# Classification Modeling for UNSW NB-15 cyberattack dataset
Identifying cyberattacks can be considered both a classification problem and an anomaly detection problem. In this notebook, I treat it as a classification problem. This is appropriate for the data as is, given that the training and test csv's provided by the researchers are balanced between the normal and anomaly classes.

In [2]:
# Custom modules
from data_prep import load_csv_data
import model_abstraction as moda

# Data Structures
import pandas as pd
import numpy as np


# Preprocessing or data manipulation methods
from sklearn.decomposition import PCA
from sklearn.preprocessing import OneHotEncoder

# Modeling methods and selection
from sklearn.neighbors import KNeighborsClassifier
from sklearn.naive_bayes import GaussianNB, MultinomialNB
from sklearn.linear_model import LogisticRegression
from sklearn.tree import DecisionTreeClassifier
from sklearn.ensemble import RandomForestClassifier, GradientBoostingClassifier
from sklearn.svm import OneClassSVM, LinearSVC
from sklearn.model_selection import GridSearchCV, cross_val_score, train_test_split

# Model assessment
from sklearn.metrics import confusion_matrix, roc_auc_score

# Visualization
import seaborn as sns
import matplotlib.pyplot as plt
%matplotlib inline

# Modeling Using only Numeric Features
The columns that remain after excluding string objects are all numerical, but contain a mix of ordinal, categorical, integer, and float values. Because the provided dataset is balanced between the normal data and attack classes, I've elected to try the classification approach to anomaly detection in it's own notebook. This will serve as an initial proof of concept for this type of approach to the problem. 

In [3]:
X_train, y_train = load_csv_data('./data/UNSW_NB15_train_set.csv')
X_train, X_hold, y_train, y_hold  = train_test_split(X_train,y_train, test_size = 0.25,
                                                     random_state = 42, stratify=y_train)
X_test, y_test = load_csv_data('./data/UNSW_NB15_test_set.csv')

In [15]:
# Number of numeric features remaining
len(X_train.columns)

39

## First-Pass Assessment
The blocks below go through the process of applying several classifiers to the data with minimal tuning. This is done as a means to guide the decision-making process on which models to focus on for extensive tuning since parameter searching with cross-validation over this large of a dataset will be non-trivial.

In [28]:
# Provide classifiers to test for a "first pass" assessment using only vanilla models
classifiers = {
    'knn': KNeighborsClassifier,
    'lgr': LogisticRegression,
    'gnb': GaussianNB,
    'mnb': MultinomialNB,
    'dtc': DecisionTreeClassifier,
    'rfc': RandomForestClassifier,
    'gbc': GradientBoostingClassifier,
    'lsvc': LinearSVC
}

default_parameters = {
    'knn': {},
    'lgr': {'solver':'lbfgs'},
    'gnb': {},
    'mnb': {},
    'dtc': {},
    'rfc': {'n_estimators':100},
    'gbc': {},
    'lsvc': {}
}

In [35]:
results = moda.cross_val_models(classifiers, X_train, y_train, params=default_parameters, verbose = True)
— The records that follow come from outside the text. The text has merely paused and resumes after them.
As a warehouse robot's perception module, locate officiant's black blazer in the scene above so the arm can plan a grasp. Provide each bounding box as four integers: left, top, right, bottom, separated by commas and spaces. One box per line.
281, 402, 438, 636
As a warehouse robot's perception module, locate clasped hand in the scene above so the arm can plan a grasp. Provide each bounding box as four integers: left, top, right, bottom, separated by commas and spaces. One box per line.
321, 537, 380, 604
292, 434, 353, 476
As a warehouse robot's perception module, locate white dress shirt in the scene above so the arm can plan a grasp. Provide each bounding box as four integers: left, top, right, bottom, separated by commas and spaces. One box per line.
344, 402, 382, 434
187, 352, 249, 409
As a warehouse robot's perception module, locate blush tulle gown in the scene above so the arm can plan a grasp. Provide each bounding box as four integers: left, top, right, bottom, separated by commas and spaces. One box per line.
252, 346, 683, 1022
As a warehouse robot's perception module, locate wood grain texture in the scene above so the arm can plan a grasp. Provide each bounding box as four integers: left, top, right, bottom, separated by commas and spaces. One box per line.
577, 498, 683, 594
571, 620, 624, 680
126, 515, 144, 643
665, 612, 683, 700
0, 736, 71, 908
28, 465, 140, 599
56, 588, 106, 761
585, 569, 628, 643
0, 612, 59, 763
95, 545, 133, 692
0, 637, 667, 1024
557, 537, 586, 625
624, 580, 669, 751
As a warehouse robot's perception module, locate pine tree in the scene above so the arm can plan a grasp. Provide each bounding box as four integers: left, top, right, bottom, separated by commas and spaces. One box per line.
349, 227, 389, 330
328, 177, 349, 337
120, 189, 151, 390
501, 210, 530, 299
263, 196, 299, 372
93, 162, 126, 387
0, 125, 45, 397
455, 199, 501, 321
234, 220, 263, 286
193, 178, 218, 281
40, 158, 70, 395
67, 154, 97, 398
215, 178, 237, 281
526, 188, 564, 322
Model: knn Metric: roc_auc 0.9307693784066334
Model: lgr Metric: roc_auc 0.8681552586846705
Model: gnb Metric: roc_auc 0.8680183569154156
Model: mnb Metric: roc_auc 0.7924676707340106
Model: dtc Metric: roc_auc 0.939692209932406
Model: rfc Metric: roc_auc 0.9930360035752193
Model: gbc Metric: roc_auc 0.9896177142271914




Model: lsvc Metric: roc_auc 0.7495850404739294




In [38]:
## Determine how much the classifier is over-fitting by comparing test auc with
## training cross-validation from above
gbc = GradientBoostingClassifier(random_state=42)
gbc.fit(X_train, y_train)
print('Train: ', roc_auc_score(y_train, gbc.predict(X_train)))
print('Holdout: ', roc_auc_score(y_hold, gbc.predict(X_hold)))
print('Test:', roc_auc_score(y_test, gbc.predict(X_test)))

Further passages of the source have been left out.